Wertarbeit à la Montreal: The FIA is watching them..., Foto: Sutton
Wertarbeit à la Montreal: The FIA is watching them..., Foto: Sutton

Die Lehre von den Fans

Viel beeindruckender als die kanadischen Asphaltierer waren die kanadischen Formel 1 Fans. Dass die Formel 1 Montreal liebt, war schon vor dem Rennwochenende bekannt. Doch dass Montreal auch die Formel 1 liebt, ist spätestens seit den bereits am Freitag gefüllten Tribünen klar. Leider wurden die Fans im ersten Training nur mit dem altbekannten Rundengeiz für ihr Kommen 'belohnt'...

Die Lehre vom Ventilator

Seit Red Bull ein Lichtschwert anstelle des normalen Lollipops einsetzte, rücken die bislang eher ein Schattendasein fristenden Gerätschaften in den Mittelpunkt der Marketingstrategen. So bekommen die Sauber-Piloten eine Certina-Uhr vor die Nase gehalten und dürfen die Ferrari-Stars sich in einer Art Rückspiegel begutachten. Im Freien Training hätten die Ferrari-Mechaniker den verspiegelten Lollipop am besten auch noch einmal vor die Airbox halten müssen, denn darin hing noch ein roter Ventilator als Rubens Barrichello sich auf die Strecke begab...

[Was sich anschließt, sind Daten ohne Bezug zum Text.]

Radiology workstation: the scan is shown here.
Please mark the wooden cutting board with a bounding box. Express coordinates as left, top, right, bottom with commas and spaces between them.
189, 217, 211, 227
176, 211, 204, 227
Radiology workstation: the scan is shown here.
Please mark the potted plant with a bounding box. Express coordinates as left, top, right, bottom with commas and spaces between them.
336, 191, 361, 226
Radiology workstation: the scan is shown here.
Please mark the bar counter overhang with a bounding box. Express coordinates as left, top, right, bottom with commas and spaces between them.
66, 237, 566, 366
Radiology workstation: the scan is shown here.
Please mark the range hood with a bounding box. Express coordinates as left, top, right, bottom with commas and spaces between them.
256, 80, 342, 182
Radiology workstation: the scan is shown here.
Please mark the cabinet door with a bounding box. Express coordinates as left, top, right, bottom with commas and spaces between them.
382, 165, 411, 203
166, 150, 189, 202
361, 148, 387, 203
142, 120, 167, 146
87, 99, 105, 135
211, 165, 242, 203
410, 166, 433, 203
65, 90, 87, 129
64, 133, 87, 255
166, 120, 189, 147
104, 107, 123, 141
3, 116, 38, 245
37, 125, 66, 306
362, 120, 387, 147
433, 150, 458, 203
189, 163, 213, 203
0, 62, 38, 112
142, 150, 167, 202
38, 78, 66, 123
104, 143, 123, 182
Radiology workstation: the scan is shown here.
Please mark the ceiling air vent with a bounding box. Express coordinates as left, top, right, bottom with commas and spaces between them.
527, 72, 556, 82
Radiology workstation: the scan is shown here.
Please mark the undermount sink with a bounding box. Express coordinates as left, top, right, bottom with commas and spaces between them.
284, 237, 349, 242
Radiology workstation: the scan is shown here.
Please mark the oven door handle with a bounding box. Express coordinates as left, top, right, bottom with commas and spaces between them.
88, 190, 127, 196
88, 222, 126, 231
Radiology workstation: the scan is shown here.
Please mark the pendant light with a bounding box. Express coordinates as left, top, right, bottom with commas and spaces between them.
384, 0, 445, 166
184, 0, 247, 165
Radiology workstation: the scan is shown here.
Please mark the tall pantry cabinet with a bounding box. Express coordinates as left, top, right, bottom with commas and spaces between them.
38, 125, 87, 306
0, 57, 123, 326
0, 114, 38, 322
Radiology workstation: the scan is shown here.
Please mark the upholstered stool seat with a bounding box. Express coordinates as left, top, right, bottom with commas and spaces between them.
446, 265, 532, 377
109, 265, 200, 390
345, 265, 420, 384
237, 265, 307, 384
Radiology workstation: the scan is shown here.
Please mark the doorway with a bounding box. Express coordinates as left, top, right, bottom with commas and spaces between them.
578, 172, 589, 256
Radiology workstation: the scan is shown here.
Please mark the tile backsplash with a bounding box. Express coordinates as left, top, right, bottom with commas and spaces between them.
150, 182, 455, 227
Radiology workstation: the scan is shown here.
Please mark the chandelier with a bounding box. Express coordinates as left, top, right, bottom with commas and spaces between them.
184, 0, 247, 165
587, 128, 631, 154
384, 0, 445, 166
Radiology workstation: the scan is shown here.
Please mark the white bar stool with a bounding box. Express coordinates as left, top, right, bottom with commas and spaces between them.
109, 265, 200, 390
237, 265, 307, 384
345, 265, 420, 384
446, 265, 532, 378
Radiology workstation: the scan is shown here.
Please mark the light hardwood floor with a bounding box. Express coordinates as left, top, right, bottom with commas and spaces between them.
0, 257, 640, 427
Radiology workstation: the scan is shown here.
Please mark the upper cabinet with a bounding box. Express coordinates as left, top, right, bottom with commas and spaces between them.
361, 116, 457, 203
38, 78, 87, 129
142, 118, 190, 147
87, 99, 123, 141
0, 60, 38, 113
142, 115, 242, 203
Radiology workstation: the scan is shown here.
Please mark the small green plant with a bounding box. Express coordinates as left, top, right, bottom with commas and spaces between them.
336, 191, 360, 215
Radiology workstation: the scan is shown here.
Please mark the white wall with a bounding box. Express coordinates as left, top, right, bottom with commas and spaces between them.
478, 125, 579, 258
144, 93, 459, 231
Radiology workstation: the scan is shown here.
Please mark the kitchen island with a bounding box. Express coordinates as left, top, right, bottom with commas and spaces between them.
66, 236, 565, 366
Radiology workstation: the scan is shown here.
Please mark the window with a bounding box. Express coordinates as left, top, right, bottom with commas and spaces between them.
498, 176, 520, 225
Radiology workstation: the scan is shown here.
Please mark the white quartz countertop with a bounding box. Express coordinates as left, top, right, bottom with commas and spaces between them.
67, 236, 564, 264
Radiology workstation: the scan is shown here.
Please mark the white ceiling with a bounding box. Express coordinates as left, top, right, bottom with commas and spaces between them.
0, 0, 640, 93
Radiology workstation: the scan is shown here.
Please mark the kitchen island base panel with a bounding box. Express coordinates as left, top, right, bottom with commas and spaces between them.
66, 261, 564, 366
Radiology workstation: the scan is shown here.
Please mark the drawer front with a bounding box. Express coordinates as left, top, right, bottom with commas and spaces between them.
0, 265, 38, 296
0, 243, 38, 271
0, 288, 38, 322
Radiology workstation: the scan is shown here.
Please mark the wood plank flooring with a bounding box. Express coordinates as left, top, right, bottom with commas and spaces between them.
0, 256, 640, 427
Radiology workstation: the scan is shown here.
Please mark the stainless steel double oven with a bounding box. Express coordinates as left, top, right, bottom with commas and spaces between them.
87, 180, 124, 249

Auch in Montreal sorgte der Red Bulletin für viel Unterhaltung., Foto: Sutton
Auch in Montreal sorgte der Red Bulletin für viel Unterhaltung., Foto: Sutton

Die Lehre vom Qualifying

Es war von Anfang an klar, dass mit der Rückkehr nur noch eines Einzelrunden-Qualifyings unter Rennspritbedingungen die Boxenstrategien wieder in den Mittelpunkt rücken und die Startaufstellung verwässern würden. Demzufolge durfte es eigentlich niemanden überraschen, dass nicht wie erwartet McLaren und Renault um die Pole Position kämpften und so die Fans um ein Pole-Duell der Titelanwärter gebracht wurden. Dafür erstanden hingegen Jenson Button und Michael Schumacher dank leichterer Autos wie Phönix aus der Asche. Des einen Regelleid ist also doch des anderen Regelfreud.

Die Lehre vom Speed

Nein, nicht die Lehre von Scott Speed. Sondern die Lehre von der Geschwindigkeit. Und wer glaubt, dass man in der Formel 1 nur für zu schnelles fahren in der Boxengasse, wie etwa David Coulthard am Nürburgring, viel Geld bezahlen muss, der irrt sich gewaltig. Auch für 14 Minuten Verspätung zur FIA-Pressekonferenz hagelt es 5.000 Dollar Strafe - selbst für finnische WM-Kandidaten.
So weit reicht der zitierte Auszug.